U.S. Rep. Kevin Hern, a Tulsa Republican representing the 1st Congressional District, said every day has brought new challenges. He’s spent the last several weeks working almost exclusively on COVID-19 legislation.
“It’s a big concern for me that Oklahomans are struggling to access testing kits, but the winds are changing,” he said in an email. “Channels are opening for more aid to reach communities like ours. I am constantly in contact with federal and state officials learning the most up-to-date information and working to make sure our people are taken care of during this time.”
In an email, U.S. Rep. Tom Cole, a Moore Republican representing the 4th Congressional District, said its an evolving situation.
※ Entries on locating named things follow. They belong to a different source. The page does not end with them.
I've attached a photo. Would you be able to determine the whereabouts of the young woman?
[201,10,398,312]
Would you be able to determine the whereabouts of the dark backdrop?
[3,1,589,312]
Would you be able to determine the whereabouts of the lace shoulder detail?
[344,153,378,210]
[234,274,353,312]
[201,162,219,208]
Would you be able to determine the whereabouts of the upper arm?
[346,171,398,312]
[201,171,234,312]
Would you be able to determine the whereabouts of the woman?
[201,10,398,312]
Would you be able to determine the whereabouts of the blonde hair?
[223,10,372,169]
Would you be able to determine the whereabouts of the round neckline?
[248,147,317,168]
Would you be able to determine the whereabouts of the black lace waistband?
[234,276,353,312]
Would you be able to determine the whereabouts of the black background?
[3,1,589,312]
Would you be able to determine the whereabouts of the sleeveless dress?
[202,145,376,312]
“I am certainly concerned about the availability of testing kits for Oklahomans, and I am committed to doing everything we can to ensure more are available as quickly as possible,” he said. “Fortunately, in the last two weeks President (Donald) Trump has signed into law legislation to fund production of more kits, deliver those needed resources to communities like ours and ensure testing is free.”
U.S. Rep. Frank Lucas, a Cheyenne Republican representing the 3rd Congressional District, said while he’s concerned about the availability of test kits, he’s confident Congress and the Trump administration will continue to provide the resources the state needs.
“I will continue to work with federal and state officials to ensure Oklahoma fills its testing kit shortage but it’s important we all continue to use common sense and practice good hygiene to help reduce community spread of the coronavirus,” he said.